Yesterday, despite what else I may have mentioned, I also got a little treat. From my new book friend (who you'll meet soon), a small book-shaped box filled with Hershey's kisses. Totally unexpected and totally welcome.
And how did she know about my Dickens fetish? Somehow I must exude that. Bleak House, with its labyrinthine and gloomy descriptions of the Court of Chancery, is a favorite, as is Nicholas Nickleby and the heartbreaking tale of the relationship between Nicholas and poor Smike. Gosh, I cried my eyes out over the book and the original BBC stage production starring Roger Rees and David Threlfal. (It's eight hours of the purest, most memorable Dickensian experience you can have. And you can own it or rent it because it's on DVD.)
But my favorite story might be Little Dorrit. For some reason, reading about "the child of the place," a little girl who grew up in a debtor's prison and remained a lovely, innocent soul has always stayed with me. I know that Dickens based this character on his own experience as a child, having endured the misery and embarrassment of his father's own economic ruin that brought his own family to the Marshalsea prison. (On my one and only ever visit to London, that pilgrammage to the remains of the Marshalsea was a must-visit for me.)
Anyway, the concept of a dark Dickensian novel containing a sweet treat made me think. Times in general seem quite Dickensian of late. When I watched Slumdog Millionaire recently, I couldn't help thinking that it was an updated version of Oliver Twist, with those poor mudlarks trying to escape a world of cruel poverty.

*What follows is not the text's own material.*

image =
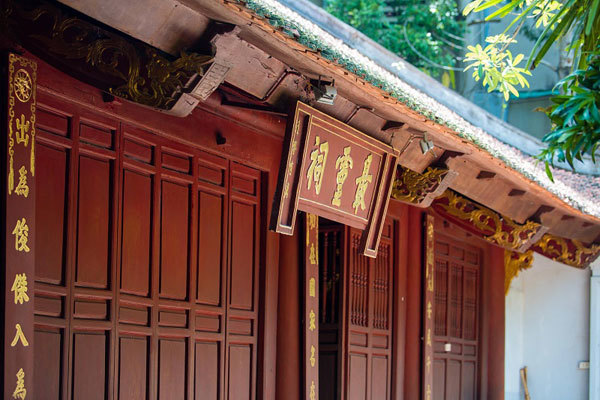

Today, it's official. The giant Virgin megastore on the corner of Market and Stockton is going out of business. What's next? Barney's up the street? The new Ferrari store that just opened a few months ago?
So many store fronts are closed downtown. More and more people unemployed.
I was eating a can of soup for lunch yesterday and feeling somewhat waifish about it. The fact that I have to decide if I can afford a sandwich just isn't something I thought I'd have to ever worry about. I guess I can say the Global Economic Crisis (or the GEC, as julochka calls it) will have a slimming effect on my waistline, but still... For a long time, I've not had a credit card, and just paid for what I needed or wanted from what I earned, but even that doesn't make me feel too much better.
It's like we all somehow entered the Global Marshalsea together, and I'm not sure how or when we're getting out. I just hope there's a reward for us somewhere, and not just that we survived.
ps.: after embezzling some lunch money, I just read Thomas Friedman's column today. Don't do that while you're eating your purloined lunch.